Nonetheless, the argument for trading Rozier gets more interesting as the playoffs progress. It's no secret that Rozier sees himself leading a team one day, telling NBC Sports Boston as recently as this season that he wants to be a starter in the NBA and envisions being one sometime in the near future. With Irving expected to make a full recovery from knee surgery by the start of training camp, however, Rozier will almost certainly return to his backup point guard role next season, even if he somehow carries the Celtics to the Eastern Conference finals.

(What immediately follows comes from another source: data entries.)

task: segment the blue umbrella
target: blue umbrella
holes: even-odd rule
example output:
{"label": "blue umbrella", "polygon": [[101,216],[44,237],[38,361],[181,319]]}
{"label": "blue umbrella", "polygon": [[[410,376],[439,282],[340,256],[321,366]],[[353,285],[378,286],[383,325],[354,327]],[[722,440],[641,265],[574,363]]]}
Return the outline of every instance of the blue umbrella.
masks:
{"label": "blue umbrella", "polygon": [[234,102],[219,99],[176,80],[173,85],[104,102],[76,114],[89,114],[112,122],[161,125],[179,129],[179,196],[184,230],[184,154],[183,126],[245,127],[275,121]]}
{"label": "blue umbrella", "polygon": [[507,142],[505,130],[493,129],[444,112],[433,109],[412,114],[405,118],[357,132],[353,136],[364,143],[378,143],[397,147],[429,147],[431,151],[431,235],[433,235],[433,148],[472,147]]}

While that would give the Celtics the depth they need to be title contenders, there is risk involved. On one hand, Rozier was a Sixth Man of the Year candidate this season and could be a supercharged version of that next season. On the other, the Celtics run the risk of losing Rozier for nothing in return if a team offers him a contract they don't have the financial flexibility to match when he becomes a restricted free agent.
There's an alternative where the Celtics get him on a bargain deal if the market isn't as expected - something we could see with Smart this offseason - but Rozier might have have done enough in these playoffs to convince a team he's worthy of being paid like a starter.
It's why it's hard to believe the Celtics won't at least consider trading Rozier this offseason. Restricted free agency aside, his trade value is currently at an all-time high. The Celtics already have the star power needed to compete in the Eastern Conference provided their core can stay healthy, so they could flip Rozier for future assets or veterans on team-friendly contracts who can better complement Irving, Hayward and Horford.
The Celtics could also include Rozier in a trade for another star, such as Kawhi Leonard, who is going to be on a number of wish lists in the offseason if the Spurs do make him available. Rozier alone won't get the job done, but few teams would be able to compete with a package built around some combination of him, Brown, Tatum and a future first-round pick.
It makes all those times Danny Ainge chose not to trade Rozier worth it. The difference now is Rozier might have played his way into a deal not even Ainge can refuse.